About Psoriatic Arthritis

By Freedom 360

Medically reviewed by Freedom 360 Panel of Doctors

As a psoriasis patient, have you ever wondered about the possibility of getting psoriatic arthritis as well? Research shows that up to 30 per cent of people with psoriasis will develop this condition.i Doctors believe that both genetic and environmental factors play a part in psoriatic arthritis.

Although the exact cause of it is unknown, in 80 per cent of cases patients develop psoriasis before they develop psoriatic arthritis.ii For example, if you suffer from nail psoriasis, it may progress to psoriatic arthritis in your hand. However, there are also cases where the arthritis develops before the lesions.

While psoriasis is a risk factor for developing psoriatic arthritis, the two conditions can occur many years apart. For example, some patients have psoriasis for 20 years before they develop psoriatic arthritis, while other patients may have psoriatic arthritis for 20 years before they develop any signs of psoriasis ii.
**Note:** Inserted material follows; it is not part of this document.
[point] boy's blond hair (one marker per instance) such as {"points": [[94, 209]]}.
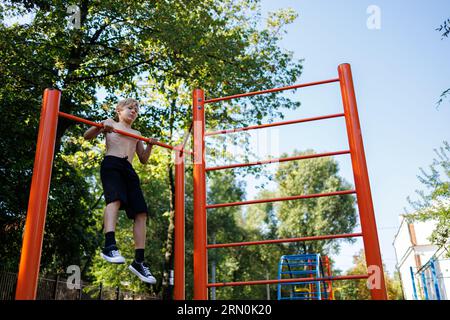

Psoriatic arthritis can affect any joint in the body. Some places, like the joints closest to the fingertips, are more prone to psoriatic arthritis than other types of arthritis. Psoriatic arthritis can also affect other organs including the eyes and sometimes, the heart, lungs and kidneys.iii

Symptoms of Psoriatic Arthritisiv

  • Joint pain and swelling that may be accompanied by redness and warmth
  • Tenderness where muscles or ligaments attach to the bones, particularly the heel and bottom of the foot
  • Inflammation of the spinal column, called spondylitis, which can cause pain and stiffness in the neck and lower back
  • Morning stiffness
  • Reduced range of motion of the joints
  • Painful, sausage-like swelling of the fingers and/or toes

Types of Psoriatic Arthritisv

  • Asymmetric arthritis is the most common form of psoriatic arthritis, affecting about 70 per cent of sufferers. As the name suggests, the condition does not affect the same joints on both sides of your body. It causes joints to be swollen and warm to the touch. Although this is one of the moderate cases of psoriatic arthritis, it may be crippling.
  • Symmetric arthritis is the opposite of asymmetric arthritis – it affects the same joints on both sides of your body. This is the second most common type of psoriatic arthritis. Although less disabling, this condition is linked to severe psoriasis. Females also have a higher chance of getting symmetric arthritis.
  • Spondylitis is a condition that specifically affects your spine. It causes spinal inflammation and might lead to stiffness in the lower spine, the neck and the tailbone area. Do not let this condition go unrecognized as it can impair your movements when it deteriorates.
  • Distal interphalangeal predominant is a less common condition that usually affects men. It affects the nails and the joints closest to the nails.
  • Arthritis mutilans, although it only affects about five per cent of psoriatic arthritis patients, it is the most serious and crippling form of the condition. It causes the small bones in the fingers, feet, neck and back to disintegrate resulting in permanent disfigurement.

Prolonged inflammation can cause joint damage so early detection is imperative. However, there is no known cure for psoriatic arthritis so treatment focuses more on reducing inflammation and progressively reducing joint damage. Joint damage, when allowed to progress, can potentially be disabling.

If you have or suspect that you may have psoriatic arthritis, do seek help early.